Der Niedergang der Atomenergie ist jedoch in erster Linie die Folge schwerer Unfälle. 1979 kam es in Harrisburg/USA zu einer Kernschmelze in Three Mile
Island, ein Ereignis, von welchem behauptet worden war, dass es unmöglich sei. Es folgte 1986 der Unfall in Tschernobyl, von dem mehr als eine halbe
Million Menschen betroffen waren, der schlimmste (bekannte) Atomunfall in der Geschichte. Die Atom-Katastrophe von Fukushima 2011 mit Kernschmelzen in drei Reaktoren machte endgültig klar, dass auch in westlichen AKW die bestehenden Sicherheitsvorkehrungen Gross-Katastrophen nicht verhindern können.
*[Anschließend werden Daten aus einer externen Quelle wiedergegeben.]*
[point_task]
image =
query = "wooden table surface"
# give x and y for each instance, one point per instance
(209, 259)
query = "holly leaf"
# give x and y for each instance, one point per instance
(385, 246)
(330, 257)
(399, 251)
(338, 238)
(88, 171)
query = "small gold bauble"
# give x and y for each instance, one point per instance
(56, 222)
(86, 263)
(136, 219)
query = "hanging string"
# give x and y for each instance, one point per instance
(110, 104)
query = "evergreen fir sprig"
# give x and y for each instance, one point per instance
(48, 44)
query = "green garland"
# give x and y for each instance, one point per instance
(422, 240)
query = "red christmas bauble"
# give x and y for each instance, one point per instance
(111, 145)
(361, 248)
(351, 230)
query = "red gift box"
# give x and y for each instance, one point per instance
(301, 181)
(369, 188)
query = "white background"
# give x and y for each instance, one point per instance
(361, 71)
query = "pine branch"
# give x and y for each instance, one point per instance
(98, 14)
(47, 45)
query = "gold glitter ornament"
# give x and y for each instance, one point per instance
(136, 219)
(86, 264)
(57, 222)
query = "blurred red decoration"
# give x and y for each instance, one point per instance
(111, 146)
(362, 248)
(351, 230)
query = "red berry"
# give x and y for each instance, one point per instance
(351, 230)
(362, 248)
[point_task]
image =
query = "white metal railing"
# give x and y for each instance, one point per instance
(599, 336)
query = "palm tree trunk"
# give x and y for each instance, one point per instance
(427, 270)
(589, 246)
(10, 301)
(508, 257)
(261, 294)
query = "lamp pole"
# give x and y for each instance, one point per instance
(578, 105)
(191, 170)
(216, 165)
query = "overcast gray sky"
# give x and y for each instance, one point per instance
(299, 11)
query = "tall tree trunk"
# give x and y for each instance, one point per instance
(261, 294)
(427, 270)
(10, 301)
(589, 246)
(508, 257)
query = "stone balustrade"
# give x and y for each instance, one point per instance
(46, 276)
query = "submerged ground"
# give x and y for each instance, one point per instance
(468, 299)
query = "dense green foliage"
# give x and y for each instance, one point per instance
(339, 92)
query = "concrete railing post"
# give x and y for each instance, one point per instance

Japan kämpft noch heute mit den Folgen der Katastrophe. Weltweit beschleunigte sich mit dem Unfall in Japan der Atomausstieg. Eine indirekte Folge des Unfalls in Fukushima sind erhöhte Sicherheitsanforderungen für AKW und in der Folge massive Kostensteigerungen.

Wem nützt das Gerede einer Renaissance der Atomkraft

Man muss kritisch hinterfragen, weshalb entgegen aller Fakten Medien fast täglich von einer Renaissance der Atomkraft und Politiker*innen von neuen
AKW schwadronieren. Sicher spielen die Dringlichkeit der Energiewende und die Tatsache eine Rolle, dass Putins Erpressungsversuche noch dem letzten
klargemacht haben, dass die Förderung erneuerbarer Energien in den letzten Jahren sträflich vernachlässigt wurde.

Viele haben auf russisches Gas vertraut. Im Hintergrund wird darauf spekuliert, die bestehenden AKW möglichst lange laufen zu lassen und dafür staatliche Subventionen zu erhalten. Abgesehen von den Risiken veralteter Reaktoren wird damit der notwendige Umstieg auf erneuerbare Energien behindert. Bandenergie aus AKW ist nur langsam regulierbar und verstopft die Stromnetze, wenn grosse Mengen Wind- und PV-Strom verfügbar sind. Atomkraft steht dem dezentralen Umbau des Stromversorgungs-Systems im Weg.

Erschienen im Grünwärts Nr. 33, Mai 2023.